Monday’s “House” was an excellent rebuttal to “Doubt.” I just don’t know what, or who, to believe anymore. The more I experience it; I think life is pretty rough all around. But at least I’m not a caveman scrounging around for my sustenance and dealing with all that filth and lack of modern conveniences.

As for dealing with lying students (at least here I don’t have to deal with the parents), my best teaching friend back in my Texas junior high had his life destroyed when the lazy overweight students in his P.E. class decided to teach him a lesson for making them run, so they accused him of molestation. These were some of the same boys I had in my class, and they told me that if I gave them to much homework that I might have the same thing happen to me. I went straight to the principal and demanded that they put a camera in my class, but she cited some b.s. about students’ privacy rights.
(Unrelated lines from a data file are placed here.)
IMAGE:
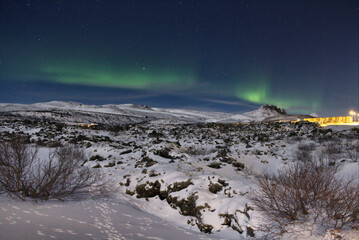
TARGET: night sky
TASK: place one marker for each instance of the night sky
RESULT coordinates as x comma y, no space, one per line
230,56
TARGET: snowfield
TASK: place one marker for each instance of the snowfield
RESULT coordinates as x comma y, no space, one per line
175,174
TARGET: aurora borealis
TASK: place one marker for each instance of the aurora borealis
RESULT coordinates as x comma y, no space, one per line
214,55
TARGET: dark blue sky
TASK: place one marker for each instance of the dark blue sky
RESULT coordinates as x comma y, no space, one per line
213,55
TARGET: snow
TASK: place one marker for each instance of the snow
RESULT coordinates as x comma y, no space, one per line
192,145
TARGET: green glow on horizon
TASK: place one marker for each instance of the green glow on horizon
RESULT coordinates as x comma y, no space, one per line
259,91
126,77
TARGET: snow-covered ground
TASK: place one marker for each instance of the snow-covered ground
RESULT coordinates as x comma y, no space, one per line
86,219
176,174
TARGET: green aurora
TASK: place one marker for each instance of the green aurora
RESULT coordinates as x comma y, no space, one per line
260,91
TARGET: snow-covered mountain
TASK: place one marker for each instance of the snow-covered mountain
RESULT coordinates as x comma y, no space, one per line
72,112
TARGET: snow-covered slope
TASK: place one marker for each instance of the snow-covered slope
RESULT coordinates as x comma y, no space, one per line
128,113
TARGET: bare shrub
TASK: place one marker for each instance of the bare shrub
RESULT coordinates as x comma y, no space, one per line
307,192
16,161
22,174
305,151
352,150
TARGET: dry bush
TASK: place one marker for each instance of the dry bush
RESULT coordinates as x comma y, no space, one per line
307,192
22,174
16,161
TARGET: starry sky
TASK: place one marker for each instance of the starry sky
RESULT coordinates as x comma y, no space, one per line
230,56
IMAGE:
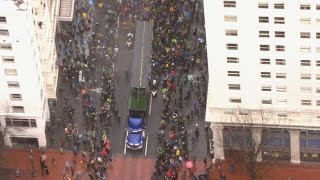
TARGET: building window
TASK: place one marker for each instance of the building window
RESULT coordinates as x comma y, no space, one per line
6,46
265,74
235,100
263,19
264,48
13,84
305,89
281,88
234,73
305,35
305,49
264,61
279,20
231,32
263,33
280,48
305,6
278,5
234,86
305,62
265,88
17,109
230,18
263,5
305,76
280,62
281,75
266,101
4,32
232,60
279,34
7,59
10,72
15,97
232,46
232,4
3,19
305,20
306,102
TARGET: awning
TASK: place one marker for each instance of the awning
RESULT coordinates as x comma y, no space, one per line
66,10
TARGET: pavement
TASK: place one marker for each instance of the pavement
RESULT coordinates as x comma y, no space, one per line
135,168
I already had a situation develop earlier in the year with a combative parent who somehow made it past security and into a class I was teaching, so I decided that I didn’t need any more of this crap. I was a kindergarten teacher who was being forced into higher and higher class levels because of the lack of men in the profession and enjoying it less and less the higher up I was pushed.

As for my friend, he ended up losing his family and home over this overt lie, while the kids escaped scot-free to continue their lives of delinquency and hooliganism before their eventual incarceration. My colleague was eventually exonerated, but has left the profession.
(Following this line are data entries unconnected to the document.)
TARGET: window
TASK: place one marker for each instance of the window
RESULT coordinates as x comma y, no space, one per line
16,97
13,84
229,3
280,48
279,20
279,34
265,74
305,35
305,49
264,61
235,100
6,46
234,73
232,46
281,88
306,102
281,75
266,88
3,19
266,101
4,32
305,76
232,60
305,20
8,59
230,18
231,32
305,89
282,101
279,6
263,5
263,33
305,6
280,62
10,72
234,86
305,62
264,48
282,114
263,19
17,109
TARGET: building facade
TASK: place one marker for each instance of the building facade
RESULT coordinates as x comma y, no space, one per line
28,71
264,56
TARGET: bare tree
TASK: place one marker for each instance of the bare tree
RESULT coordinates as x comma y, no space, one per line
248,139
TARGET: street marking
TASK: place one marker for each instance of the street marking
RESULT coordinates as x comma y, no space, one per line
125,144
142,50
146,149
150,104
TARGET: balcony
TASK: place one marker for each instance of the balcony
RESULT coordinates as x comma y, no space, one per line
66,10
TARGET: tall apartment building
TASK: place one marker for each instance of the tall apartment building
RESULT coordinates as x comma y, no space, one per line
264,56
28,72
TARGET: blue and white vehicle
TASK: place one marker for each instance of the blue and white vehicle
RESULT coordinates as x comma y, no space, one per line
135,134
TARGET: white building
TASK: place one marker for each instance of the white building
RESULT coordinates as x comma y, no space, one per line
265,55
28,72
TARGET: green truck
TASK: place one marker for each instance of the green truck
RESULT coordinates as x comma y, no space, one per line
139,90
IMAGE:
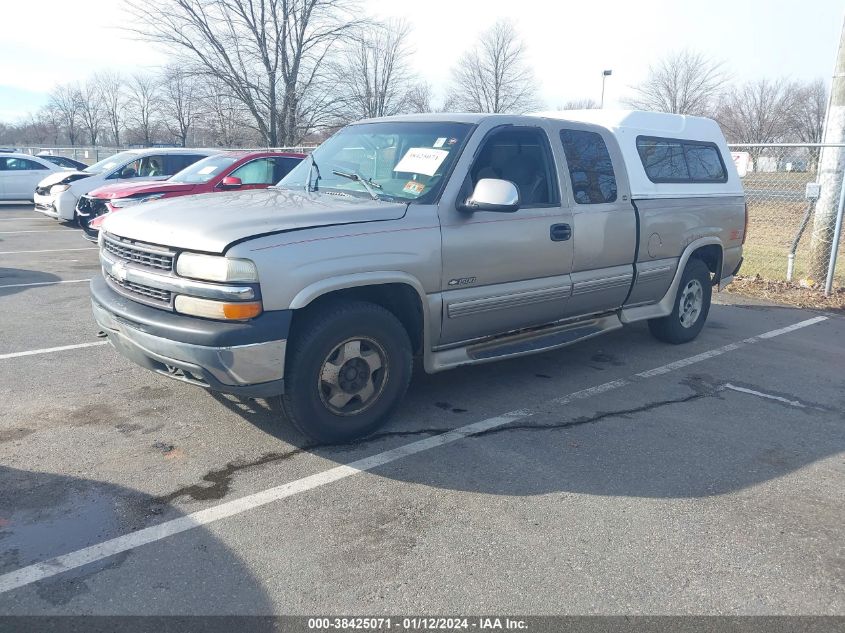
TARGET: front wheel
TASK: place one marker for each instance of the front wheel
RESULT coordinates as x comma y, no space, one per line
692,304
348,368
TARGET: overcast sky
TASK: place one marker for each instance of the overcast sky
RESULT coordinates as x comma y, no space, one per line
569,43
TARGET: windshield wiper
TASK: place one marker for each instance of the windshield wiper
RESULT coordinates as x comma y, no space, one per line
369,185
311,169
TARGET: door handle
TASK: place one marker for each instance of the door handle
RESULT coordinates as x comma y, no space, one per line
560,232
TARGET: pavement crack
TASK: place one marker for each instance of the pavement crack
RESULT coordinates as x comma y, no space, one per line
598,417
217,483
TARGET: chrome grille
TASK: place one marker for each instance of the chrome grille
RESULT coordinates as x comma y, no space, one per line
142,254
157,295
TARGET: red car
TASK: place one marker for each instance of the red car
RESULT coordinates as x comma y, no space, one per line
227,171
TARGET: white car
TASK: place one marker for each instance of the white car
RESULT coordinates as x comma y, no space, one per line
57,194
20,173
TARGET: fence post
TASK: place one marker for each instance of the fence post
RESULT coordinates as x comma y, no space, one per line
834,246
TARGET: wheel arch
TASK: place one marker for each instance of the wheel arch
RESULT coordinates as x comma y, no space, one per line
708,249
398,292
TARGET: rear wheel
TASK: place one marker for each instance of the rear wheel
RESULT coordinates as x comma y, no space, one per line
692,304
347,370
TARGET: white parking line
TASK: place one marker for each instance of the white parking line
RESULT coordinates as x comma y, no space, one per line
46,283
54,566
38,231
50,350
52,250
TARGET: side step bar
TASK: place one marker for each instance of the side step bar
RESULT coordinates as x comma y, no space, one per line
523,343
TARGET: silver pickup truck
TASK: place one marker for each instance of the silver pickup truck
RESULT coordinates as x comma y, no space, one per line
455,238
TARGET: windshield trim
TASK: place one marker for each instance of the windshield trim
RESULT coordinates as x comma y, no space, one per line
431,197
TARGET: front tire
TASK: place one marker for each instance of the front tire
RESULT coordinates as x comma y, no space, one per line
348,368
692,305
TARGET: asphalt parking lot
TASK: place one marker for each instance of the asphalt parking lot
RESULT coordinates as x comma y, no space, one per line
620,475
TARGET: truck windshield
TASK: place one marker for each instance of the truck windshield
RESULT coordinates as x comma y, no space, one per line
107,164
204,170
398,160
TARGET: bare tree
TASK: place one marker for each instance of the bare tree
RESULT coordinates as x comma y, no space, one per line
223,114
806,117
757,112
145,103
494,76
64,101
91,108
418,99
580,104
179,102
267,52
112,87
685,82
372,76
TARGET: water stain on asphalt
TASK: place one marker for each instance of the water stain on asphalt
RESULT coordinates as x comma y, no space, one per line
604,358
448,407
10,435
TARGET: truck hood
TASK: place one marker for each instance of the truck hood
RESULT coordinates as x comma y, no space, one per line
136,188
212,221
62,177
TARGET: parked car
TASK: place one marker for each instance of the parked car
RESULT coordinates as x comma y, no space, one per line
57,194
236,170
460,238
63,161
20,173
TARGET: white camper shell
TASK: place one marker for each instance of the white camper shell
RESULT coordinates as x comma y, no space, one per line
633,127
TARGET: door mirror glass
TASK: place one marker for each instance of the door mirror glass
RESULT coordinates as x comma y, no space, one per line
230,182
492,194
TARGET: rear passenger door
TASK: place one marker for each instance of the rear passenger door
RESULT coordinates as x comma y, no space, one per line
506,271
604,220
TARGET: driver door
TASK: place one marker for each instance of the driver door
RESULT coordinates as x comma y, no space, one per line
507,271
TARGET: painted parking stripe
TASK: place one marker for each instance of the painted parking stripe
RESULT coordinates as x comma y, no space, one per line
45,283
54,566
50,350
50,250
33,231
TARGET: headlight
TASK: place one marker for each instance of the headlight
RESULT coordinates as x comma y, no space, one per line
120,203
215,268
206,308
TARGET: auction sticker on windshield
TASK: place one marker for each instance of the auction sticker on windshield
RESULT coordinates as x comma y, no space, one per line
421,160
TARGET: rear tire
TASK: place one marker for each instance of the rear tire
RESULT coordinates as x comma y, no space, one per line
347,369
692,304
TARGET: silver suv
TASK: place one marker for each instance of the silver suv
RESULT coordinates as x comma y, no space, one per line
459,239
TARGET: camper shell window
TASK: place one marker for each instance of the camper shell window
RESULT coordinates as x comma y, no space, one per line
681,161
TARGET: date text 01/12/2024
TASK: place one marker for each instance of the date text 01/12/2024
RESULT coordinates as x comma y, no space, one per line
416,623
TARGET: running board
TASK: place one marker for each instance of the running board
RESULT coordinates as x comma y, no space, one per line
523,343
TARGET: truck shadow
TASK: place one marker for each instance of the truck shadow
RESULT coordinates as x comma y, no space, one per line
43,515
689,443
11,280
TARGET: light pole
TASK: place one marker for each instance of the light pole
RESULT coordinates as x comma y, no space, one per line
604,75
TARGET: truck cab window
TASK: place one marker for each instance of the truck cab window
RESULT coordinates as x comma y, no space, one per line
522,157
590,167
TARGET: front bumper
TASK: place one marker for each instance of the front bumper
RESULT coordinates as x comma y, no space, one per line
245,359
61,206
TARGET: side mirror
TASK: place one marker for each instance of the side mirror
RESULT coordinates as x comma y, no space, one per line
492,194
231,182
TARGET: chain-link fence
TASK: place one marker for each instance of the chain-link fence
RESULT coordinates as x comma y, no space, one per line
787,239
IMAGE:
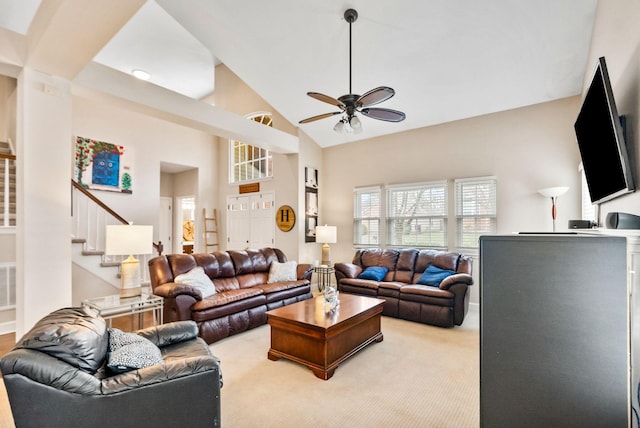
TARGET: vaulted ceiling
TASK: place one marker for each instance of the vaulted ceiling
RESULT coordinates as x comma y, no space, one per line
446,60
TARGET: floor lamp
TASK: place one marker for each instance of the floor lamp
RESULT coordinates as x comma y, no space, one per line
553,193
327,235
122,240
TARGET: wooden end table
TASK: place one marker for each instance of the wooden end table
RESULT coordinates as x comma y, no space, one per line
303,332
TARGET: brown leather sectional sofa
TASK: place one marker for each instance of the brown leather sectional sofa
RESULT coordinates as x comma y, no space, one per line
444,305
242,292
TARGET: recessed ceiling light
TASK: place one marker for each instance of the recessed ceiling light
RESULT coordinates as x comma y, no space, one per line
141,74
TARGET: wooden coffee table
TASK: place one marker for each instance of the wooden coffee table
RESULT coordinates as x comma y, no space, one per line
303,332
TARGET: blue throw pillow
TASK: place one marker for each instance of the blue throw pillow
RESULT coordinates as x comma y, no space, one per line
375,273
434,276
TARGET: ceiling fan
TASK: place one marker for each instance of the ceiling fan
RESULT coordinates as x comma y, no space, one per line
350,104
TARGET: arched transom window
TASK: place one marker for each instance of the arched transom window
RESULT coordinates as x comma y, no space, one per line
247,162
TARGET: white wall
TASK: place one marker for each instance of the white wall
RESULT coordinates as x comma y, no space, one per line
616,36
43,248
526,149
149,142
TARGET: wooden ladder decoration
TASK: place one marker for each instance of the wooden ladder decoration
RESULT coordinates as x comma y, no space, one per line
210,231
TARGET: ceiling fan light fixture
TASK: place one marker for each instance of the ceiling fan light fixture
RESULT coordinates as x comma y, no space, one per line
355,124
351,103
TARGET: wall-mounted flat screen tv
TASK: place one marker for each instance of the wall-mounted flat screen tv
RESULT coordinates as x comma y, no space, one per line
601,140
Right now, I teach in a class with a camera. At first I was a bit apprehensive about the intrusion, but now I sleep so much easier at night knowing that I have an eye-witness that can back me up in those times when a kid (or is it really God) decides to test me. The cameras really came in handy after the accident that claimed a student’s life. I don’t know how much worse things would have gotten had it not been pointed out to the attacking family members that they were being filmed. They did take the owner out of the camera’s view and nearly beat him to death in the stairwell. Luckily, the police were finally called, and they noticed them arriving through the window and left at that time.